Except the first Server of a cluster, it is not recommended to add the Servers already operating within anti-virus network with other external or embedded database to a cluster. It will cause the loss of data: information on stations, statistics, settings (except the settings which are stored in the configuration files), because data are completely erased from the base during the import. In this case, only a part of some of the settings can be imported.

5.The same version of the repository

On all Servers of a cluster, repositories must contain updates of the same version.

You can reach this requirement by one of the following ways:

Update all Servers of a cluster from the GUS simultaneously.
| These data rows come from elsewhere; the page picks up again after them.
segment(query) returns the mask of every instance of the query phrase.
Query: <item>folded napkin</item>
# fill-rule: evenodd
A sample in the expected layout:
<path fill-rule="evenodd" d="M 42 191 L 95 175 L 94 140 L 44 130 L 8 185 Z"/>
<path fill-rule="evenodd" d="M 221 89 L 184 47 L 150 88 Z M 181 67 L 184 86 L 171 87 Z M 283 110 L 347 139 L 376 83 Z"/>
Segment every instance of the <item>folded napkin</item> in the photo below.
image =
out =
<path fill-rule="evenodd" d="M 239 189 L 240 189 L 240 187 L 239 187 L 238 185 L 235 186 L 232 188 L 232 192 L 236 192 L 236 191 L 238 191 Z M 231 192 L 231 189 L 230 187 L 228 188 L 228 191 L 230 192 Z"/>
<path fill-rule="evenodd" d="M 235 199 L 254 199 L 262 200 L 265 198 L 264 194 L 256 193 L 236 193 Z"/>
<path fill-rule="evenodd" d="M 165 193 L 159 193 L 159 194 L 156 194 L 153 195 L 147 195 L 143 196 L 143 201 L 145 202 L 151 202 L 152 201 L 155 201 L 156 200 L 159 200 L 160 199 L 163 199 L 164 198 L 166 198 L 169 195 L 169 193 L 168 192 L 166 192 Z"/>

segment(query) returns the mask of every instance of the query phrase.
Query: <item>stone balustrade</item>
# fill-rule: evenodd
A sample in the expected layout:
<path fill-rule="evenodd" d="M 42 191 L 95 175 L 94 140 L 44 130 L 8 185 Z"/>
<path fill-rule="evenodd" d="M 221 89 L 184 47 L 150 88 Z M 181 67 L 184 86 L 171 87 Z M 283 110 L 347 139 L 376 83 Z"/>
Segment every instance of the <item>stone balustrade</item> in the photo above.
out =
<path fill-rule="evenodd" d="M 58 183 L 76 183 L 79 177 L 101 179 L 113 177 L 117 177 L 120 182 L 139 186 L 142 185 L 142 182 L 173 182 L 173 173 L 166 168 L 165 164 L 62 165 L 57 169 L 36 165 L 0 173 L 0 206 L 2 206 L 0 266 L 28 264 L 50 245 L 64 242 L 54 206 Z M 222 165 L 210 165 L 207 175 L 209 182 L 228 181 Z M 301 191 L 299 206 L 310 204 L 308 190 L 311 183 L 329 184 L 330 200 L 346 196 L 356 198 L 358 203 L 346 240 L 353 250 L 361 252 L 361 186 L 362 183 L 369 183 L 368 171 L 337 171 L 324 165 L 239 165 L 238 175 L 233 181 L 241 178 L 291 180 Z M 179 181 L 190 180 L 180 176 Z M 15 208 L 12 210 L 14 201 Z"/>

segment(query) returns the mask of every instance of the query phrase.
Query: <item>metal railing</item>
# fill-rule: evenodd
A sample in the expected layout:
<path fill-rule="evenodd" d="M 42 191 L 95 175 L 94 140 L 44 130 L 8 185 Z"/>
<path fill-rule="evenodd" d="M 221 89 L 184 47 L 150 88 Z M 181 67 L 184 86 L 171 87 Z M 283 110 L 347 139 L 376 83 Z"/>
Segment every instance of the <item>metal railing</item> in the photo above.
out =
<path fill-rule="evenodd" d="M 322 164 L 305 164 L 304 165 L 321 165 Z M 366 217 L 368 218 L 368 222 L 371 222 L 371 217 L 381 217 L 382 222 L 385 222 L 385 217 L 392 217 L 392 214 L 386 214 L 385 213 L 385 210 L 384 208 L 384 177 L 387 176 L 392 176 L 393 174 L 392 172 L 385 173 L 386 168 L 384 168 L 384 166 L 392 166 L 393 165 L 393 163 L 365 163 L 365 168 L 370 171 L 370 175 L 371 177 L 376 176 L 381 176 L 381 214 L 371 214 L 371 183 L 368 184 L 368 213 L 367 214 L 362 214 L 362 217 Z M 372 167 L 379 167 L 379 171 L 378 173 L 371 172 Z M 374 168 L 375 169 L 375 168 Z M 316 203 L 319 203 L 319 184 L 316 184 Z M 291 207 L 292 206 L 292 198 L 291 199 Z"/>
In this case, all Servers contain the latest version of updates. Update all Servers repositories is also can be configured from the local update zone which will distribute the same confirmed version of products updates or the latest version in case if the GUS mirror is created.
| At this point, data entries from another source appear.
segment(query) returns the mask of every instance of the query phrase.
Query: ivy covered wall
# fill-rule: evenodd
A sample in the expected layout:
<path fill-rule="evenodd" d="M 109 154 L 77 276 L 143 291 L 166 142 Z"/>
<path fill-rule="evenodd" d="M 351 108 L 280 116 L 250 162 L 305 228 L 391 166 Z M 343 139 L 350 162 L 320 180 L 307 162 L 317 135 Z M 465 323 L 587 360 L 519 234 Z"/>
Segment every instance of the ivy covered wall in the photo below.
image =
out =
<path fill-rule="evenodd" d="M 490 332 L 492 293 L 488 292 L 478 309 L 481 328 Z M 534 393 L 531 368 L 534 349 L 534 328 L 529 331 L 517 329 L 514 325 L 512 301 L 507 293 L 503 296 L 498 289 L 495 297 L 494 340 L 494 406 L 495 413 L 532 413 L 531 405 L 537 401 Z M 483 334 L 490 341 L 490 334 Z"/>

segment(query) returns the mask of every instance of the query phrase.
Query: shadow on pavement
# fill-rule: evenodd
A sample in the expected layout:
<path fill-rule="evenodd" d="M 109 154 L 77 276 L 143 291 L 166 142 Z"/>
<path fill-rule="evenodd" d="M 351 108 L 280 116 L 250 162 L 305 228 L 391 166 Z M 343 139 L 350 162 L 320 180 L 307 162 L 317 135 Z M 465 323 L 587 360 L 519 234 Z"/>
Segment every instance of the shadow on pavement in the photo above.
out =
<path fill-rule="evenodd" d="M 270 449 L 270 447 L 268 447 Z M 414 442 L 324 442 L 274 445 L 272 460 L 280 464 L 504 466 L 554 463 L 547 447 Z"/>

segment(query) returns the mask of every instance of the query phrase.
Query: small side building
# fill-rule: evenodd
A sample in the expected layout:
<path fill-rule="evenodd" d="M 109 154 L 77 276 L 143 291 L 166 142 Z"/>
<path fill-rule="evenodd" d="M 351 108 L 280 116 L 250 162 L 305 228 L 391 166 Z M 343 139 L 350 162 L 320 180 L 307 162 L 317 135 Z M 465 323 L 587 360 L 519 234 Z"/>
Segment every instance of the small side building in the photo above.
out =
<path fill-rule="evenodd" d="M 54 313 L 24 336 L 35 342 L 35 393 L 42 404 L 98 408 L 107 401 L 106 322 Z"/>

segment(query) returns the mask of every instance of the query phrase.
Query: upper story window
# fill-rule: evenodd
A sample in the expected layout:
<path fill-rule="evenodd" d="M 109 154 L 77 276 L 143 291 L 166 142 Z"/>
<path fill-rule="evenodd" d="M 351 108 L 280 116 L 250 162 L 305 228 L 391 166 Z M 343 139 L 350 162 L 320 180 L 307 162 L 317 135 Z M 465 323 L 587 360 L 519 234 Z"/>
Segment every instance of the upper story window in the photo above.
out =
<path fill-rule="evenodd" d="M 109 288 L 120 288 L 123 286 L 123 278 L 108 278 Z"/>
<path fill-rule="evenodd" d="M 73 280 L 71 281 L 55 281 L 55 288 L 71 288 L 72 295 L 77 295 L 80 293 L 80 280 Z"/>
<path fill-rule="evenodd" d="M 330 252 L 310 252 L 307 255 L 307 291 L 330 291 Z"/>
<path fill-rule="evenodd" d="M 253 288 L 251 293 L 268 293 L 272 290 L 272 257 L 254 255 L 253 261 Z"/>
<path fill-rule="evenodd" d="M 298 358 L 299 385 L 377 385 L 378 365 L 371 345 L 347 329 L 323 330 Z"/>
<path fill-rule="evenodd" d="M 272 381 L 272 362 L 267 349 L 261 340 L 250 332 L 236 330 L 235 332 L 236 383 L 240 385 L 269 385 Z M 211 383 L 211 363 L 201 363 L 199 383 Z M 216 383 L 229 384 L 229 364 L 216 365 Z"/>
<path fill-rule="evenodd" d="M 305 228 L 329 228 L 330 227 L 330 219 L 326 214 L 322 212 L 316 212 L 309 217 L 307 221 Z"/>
It is allowed to create hybrid structure that combines both cluster of the Servers and hierarchical structure based on interserver connections. At this, on of the Servers (may be either the Server within a cluster or not included into a cluster) is assigned as a parent and receives updates from the GUS. Other Servers of a cluster are the child hosts and receive updates from the parent Server via the interserver connections.

If Servers of a cluster are configured to receive updates from the local zone (GUS mirror) or from the parent Server, it is necessary to track functionality of this zone of the parent Server. If a host that distributes updates is denied of service, it is necessary to reconfigure one of the other Servers to operate as a parent Server or create a new update zone to receive updates from the GUS correspondingly.
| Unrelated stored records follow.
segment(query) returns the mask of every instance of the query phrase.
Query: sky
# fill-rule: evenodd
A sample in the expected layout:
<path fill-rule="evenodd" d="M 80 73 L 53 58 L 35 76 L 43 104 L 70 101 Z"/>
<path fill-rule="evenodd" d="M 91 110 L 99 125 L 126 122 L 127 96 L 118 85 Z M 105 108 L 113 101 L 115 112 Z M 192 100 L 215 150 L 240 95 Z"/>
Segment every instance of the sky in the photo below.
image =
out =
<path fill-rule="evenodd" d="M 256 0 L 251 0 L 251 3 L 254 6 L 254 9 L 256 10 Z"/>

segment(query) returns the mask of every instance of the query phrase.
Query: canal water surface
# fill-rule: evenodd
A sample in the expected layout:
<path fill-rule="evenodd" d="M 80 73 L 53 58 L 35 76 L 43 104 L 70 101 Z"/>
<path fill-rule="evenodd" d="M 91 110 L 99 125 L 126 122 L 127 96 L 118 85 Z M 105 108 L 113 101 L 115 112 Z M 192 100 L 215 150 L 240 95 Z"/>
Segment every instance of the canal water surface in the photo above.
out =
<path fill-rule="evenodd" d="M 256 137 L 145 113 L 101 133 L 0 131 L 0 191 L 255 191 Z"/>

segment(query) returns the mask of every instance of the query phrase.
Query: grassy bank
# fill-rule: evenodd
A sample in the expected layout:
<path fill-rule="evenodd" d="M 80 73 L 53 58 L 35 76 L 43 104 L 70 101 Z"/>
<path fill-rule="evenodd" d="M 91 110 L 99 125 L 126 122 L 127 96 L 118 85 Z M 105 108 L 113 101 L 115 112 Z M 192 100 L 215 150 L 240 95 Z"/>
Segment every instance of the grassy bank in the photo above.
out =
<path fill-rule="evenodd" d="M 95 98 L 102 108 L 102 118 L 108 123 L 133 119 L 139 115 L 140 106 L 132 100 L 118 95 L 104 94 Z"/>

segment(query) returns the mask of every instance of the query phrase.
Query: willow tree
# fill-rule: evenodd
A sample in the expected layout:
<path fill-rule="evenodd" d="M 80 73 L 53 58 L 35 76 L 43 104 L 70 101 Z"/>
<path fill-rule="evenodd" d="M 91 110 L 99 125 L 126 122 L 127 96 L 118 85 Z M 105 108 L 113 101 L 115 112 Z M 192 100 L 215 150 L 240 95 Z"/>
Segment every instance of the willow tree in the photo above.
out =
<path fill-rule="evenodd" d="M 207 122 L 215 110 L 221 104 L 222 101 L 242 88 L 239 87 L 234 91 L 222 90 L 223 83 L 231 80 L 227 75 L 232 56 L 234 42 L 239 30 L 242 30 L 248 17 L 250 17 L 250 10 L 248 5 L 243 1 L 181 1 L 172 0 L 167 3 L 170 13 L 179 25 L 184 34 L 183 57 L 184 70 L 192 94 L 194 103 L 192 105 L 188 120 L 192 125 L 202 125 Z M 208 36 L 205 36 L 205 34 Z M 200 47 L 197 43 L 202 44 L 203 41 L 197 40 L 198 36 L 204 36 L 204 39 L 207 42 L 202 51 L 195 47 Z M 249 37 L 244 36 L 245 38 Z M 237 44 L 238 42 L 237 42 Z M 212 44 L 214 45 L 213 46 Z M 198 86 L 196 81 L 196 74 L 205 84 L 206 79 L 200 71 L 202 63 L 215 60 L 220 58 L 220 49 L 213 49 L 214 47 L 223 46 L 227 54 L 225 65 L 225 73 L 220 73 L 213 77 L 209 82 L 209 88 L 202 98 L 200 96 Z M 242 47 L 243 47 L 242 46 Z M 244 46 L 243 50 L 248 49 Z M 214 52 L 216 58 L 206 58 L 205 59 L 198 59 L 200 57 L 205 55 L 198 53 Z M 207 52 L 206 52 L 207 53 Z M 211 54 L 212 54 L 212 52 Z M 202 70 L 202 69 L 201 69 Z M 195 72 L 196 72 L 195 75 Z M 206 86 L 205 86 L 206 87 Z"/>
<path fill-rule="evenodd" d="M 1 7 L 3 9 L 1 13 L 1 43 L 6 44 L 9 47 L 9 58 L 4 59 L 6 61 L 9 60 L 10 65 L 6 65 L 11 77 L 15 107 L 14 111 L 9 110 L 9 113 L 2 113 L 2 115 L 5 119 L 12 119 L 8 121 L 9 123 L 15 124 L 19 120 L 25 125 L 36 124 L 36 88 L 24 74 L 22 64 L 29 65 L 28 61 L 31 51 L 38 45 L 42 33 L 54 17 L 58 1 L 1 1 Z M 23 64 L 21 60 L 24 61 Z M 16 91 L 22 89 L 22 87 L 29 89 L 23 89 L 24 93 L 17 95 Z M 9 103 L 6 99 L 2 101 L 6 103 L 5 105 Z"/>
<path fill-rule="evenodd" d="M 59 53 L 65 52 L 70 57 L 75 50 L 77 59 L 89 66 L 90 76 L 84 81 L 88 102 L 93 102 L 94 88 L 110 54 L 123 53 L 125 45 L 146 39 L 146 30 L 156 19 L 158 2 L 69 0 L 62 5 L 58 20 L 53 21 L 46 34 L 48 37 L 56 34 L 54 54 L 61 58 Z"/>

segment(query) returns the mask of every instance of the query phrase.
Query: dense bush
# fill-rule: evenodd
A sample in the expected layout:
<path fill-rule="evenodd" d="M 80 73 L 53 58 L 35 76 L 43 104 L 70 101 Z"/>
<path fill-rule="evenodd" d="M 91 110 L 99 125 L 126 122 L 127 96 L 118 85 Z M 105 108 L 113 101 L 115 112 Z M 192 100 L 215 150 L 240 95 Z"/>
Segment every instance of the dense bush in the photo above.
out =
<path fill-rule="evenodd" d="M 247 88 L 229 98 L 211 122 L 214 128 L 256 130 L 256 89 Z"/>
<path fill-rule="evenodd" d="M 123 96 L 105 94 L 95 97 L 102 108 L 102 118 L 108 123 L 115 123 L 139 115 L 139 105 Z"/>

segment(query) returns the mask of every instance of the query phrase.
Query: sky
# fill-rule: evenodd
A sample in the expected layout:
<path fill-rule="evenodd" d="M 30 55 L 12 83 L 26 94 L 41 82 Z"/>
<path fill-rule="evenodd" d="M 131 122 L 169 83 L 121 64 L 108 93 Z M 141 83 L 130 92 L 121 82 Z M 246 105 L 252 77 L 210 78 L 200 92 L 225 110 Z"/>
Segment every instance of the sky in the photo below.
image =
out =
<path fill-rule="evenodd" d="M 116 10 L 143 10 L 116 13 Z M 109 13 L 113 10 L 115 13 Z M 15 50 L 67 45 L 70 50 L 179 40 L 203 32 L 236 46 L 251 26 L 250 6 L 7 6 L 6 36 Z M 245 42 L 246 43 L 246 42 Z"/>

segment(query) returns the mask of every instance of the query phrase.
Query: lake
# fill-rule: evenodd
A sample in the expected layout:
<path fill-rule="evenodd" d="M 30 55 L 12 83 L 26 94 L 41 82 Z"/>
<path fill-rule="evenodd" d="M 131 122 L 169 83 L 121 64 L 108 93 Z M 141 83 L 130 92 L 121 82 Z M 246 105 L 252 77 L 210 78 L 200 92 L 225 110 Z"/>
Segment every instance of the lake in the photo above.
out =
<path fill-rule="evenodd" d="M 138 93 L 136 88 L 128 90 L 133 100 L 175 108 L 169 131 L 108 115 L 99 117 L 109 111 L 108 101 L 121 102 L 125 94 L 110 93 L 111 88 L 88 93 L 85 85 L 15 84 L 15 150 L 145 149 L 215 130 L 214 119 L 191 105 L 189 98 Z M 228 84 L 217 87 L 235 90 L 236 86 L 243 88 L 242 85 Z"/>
6.Features of licenses distribution for the stations

To distribute licenses between Servers of a cluster, you can use the following approaches:

a)Create hybrid structure that combines both cluster of the Servers and hierarchical structure based on interserver connections. Such structure is useful if for serving the Agents within Servers cluster system, the dynamic allocation of stations between Servers of a cluster is performed. In this case, the necessary number of licenses are propagated from a parent Server (may be either the Server within a cluster or not included into a cluster) to child Servers via the interserver connection directly during operation.

Thus, on a parent Server can be located only one license file containing the number of licenses that corresponds the total number of served stations, and the necessary number of licenses to child Servers is propagated during operation of a cluster. Administrator of anti-virus network should manually configure donation of necessary number of licenses to child Servers for a necessary time period.

Use the License Manager to configure licenses donation to the neighbor Servers.

For example, you can configure hierarchical structure of Servers and allocate the parent Server (may be either the Server within a cluster or not included into a cluster) which will be propagate both repository updates and licenses from a license file to all nodes of a cluster.

b)In case of refusal to configure hierarchical structure of the Servers, opportunity to donate licenses from a single license file between all the Servers is not supported. In this case, you must plan the structure of anti-virus network considering cluster of the Servers beforehand, and use several license files—one for each Serves of a cluster. Total number of licenses in all license files is equal to the total number of stations in the network, but distribution the number of licenses between Servers of a cluster you must calculate beforehand considering the assumed number of stations that are planned to be connected to each Server.

7.Tasks in the Server schedule

To avoid duplicates in queries to the database, it is recommended to execute the following tasks from the Server schedule only on the one of the Servers: Purge Old Data, Backup sensitive data, Purge old stations, Purge expired stations, Purge unsent IS events. For example, on the Server which is located on the same computer as the common external database. Or on the most productive computer of a cluster, if configuration of the Servers are differ and the database is located on the separate computer.